Canary deployment with Ruby on Rails on Kubernetes

3 minute read

If you are reading this, chances are that you are using Ruby on Rails as your framework of choice. There have always been two main options in the past for deploying rails apps. One was Heroku, with its easy git push buildpacks and fire and forget deployments. The other one was capistrano which targets people that manage their own infrastructure. Those people are willing to dedicate more time into maintaining that infrastructure. Heroku is a great option when you are small enough for it to be cheap. After a certain point, it’s better to manage everything yourself (unless you are a funded startup, then go and burn the money).

Ruby on Rails also has database migrations which maintain the db schema across many databases. All those migrations have to run at some point of time during your deployment cycle. Heroku builds a packaged app and runs the database migrations and asset precompilation (if necessary) before it activates every deploy. The same thing comes out of the box with Capistrano. It copies the code over to the server, precomlipes the assets and then the database migrations run. If everything was successful, it creates the current symlink and restarts the server.
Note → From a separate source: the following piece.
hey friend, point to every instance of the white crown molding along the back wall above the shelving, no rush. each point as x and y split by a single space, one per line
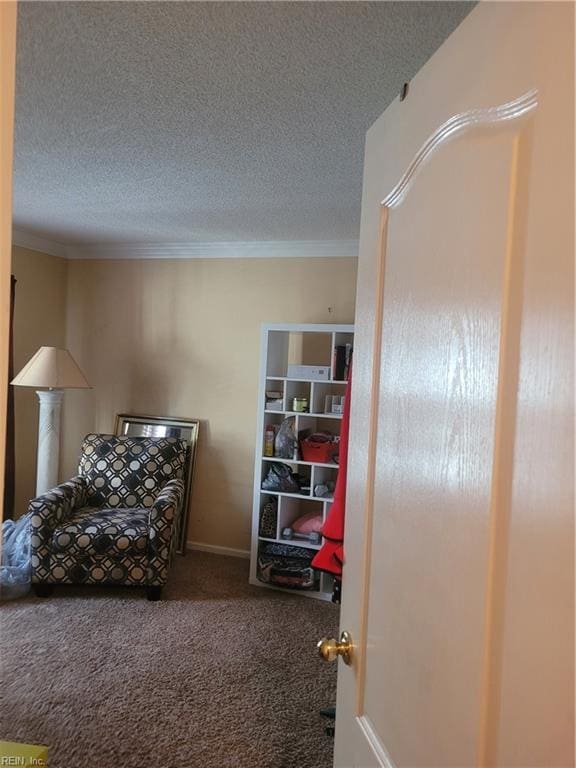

Using kubernetes, you package your application into a (more or less stateless) docker container. The ‘deployment’ strategy is pulling a new docker image and restarting the deployment pods using that image. We use rolling update to achieve zero downtime deployments, since we tend to deploy many times per day. After a trial and error period using initContainers on every deployment pod, I came up with an idea that could produce a true canary deployment strategy. You have to be careful because there will be a short period of time when old code is running with the new database schema. I plan to touch database migrations in one of my following posts.

There is one canary deployment container, set up with an initContainer that does the work, and busybox, doing nothing when the init finishes:

	- name: db-migrator
	  image: your-repo/your-container
	  imagePullPolicy: Always
	  command: ["/app/bin/rake", "db:migrate"]
	- name: canary-busybox
	  image: busybox
	    - containerPort: 80
	  command: ["/bin/sh", "-ec", "while :; do echo '.'; sleep 5 ; done"]

In Kubernetes, you use initContainers to setup the state before you run the actual container with the application code. You can also assert some configuration rules (i.e; the database exists) before the actual container starts. If you don’t trust your CI process, you can run the specs before running the main container. Whatever you do run in the initContainers list, it expects a successful exit to run the main app code. We are using this to assert that the database migrations (and other re-deploy tasks we run) suceed.

The way we do this is simple, we rollout the new version of the canary deployment, and then scale it to 1 replica. The replica starts, it runs the initContainer and then runs the database migrations, and other pre-deploy scripts until it’s successful. When all those exit with success, the deployment will be successful and we can restart the deployment running the main app after that. Then scale the canary container back to 0 replicas. This also creates an opportunity to run certain smoke tests before you restart the web services. Doing so can make the system even more reliable and resilient to errors.

The actual code that does the whole deployment process is here:

kubectl -n app rollout restart deployment app-canary
kubectl -n app scale deployment/app-canary --replicas=1
while : ; do
  kubectl -n app get deployment/app-canary | grep app-canary | gawk '{ print $2 }' | grep "1/1"
  if [ $? -eq 1 ]; then
    echo "Canary container is not up yet, retrying in 30 seconds"
    sleep 30
    echo "Canary container up and running, restarting deployment"

kubectl -n app rollout restart deployment app
kubectl -n app rollout restart deployment app-worker
kubectl -n app scale deployment/app-canary --replicas=0

If you are automating your deployment process, a wise thing would be to add a timeout and a notification if it fails to complete in given time. There could be some underlying error frying your production database, and you might not be aware of it while it’s happening.